As “a virtually invisible minority,” King shows how American Indians are fetishized by Euro-American culture to such a degree that they “cannot exercise autonomy or authority in relation to the Washington professional football team.” When American Indians or allies attempt to do so they are confronted with open hostility from an entrenched opposition who wear their “reckless disregard” as a badge of honor as they display “an inability or unwillingness to reflect on their location, utterances, or actions.”
Critically, King isolates this action not as some kind of character defect or maliciousness in the supporters of the Washington team but as what he terms as thoughtlessness. Because “most Americans have so fully embraced the national narratives and racial ideologies at the heart of American history, society, and identity…they act without thinking, without considering their social location, without incorporating alternative interpretations, without listening to other, and often without question.” It is within this thoughtlessness that King finds the beating heart of Anti-Indianism allowing “people to take the team and its traditions for granted without the burdens of history or introspection.” Such a move creates a caricature of the American Indian, a mascot, setting control of what is Indianness not in indigenous hands but in “the entitlements of whiteness and the assumptions of settler society.”
By approaching the issue of the team named for a racial slur from this angle, King is better able to get at the core of the issue.
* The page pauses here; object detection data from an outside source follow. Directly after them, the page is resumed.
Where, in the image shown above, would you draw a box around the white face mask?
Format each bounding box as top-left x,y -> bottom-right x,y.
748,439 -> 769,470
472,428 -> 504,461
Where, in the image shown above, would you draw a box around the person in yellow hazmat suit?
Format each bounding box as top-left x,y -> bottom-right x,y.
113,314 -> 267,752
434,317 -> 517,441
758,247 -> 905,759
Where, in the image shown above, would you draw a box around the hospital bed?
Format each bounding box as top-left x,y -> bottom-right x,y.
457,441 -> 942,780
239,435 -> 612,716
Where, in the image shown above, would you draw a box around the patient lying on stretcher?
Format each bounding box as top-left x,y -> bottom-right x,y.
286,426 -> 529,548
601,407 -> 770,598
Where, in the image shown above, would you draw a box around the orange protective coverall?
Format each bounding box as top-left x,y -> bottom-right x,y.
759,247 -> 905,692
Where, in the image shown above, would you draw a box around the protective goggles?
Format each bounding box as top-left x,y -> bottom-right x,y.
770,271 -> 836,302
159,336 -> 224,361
He avoids the superficiality of polling and opinion by revealing and respecting just how complex the issue is. Never at any point is King attacking the supporters of Washington, but he is most certainly addressing himself to an underdeveloped
“critical literacy, causing many Americans to be unable to read uses of Indianness like one finds in DC in association with its professional team: they did not have the faculties to be thoughtful, to interpret the text (to say, what does this team logo or name mean?) or the context (what is Indianness doing in a sport spectacle played on ground from which Indians were removed?), and they cannot interrogate their relationships to the production and politics of the text and context.”
Never does King say supporters of Washington can’t or won’t develop this faculty. In fact, the entire book serves as a means for one to confront “erasure, lack of reflection, and active disengagement” with the ultimate goal being transformative understanding and action. The Washington NFL team isn’t threatened or in danger, no one is demanding it close up shop. But there is a genuine opportunity “to reaffirm sport and society as inclusive, affirming, and empowering for all.” King’s study is powerful, well researched, compelling, and honest.
C. Richard King is a professor of comparative ethnic studies at Washington State University. He is the author or editor of more than a dozen books, includingMedia Representations of Native Americans; Team Spirits: The Native American Mascots Controversy (Nebraska, 2001); and Native Athletes in Sport and Society: A Reader (Nebraska, 2006).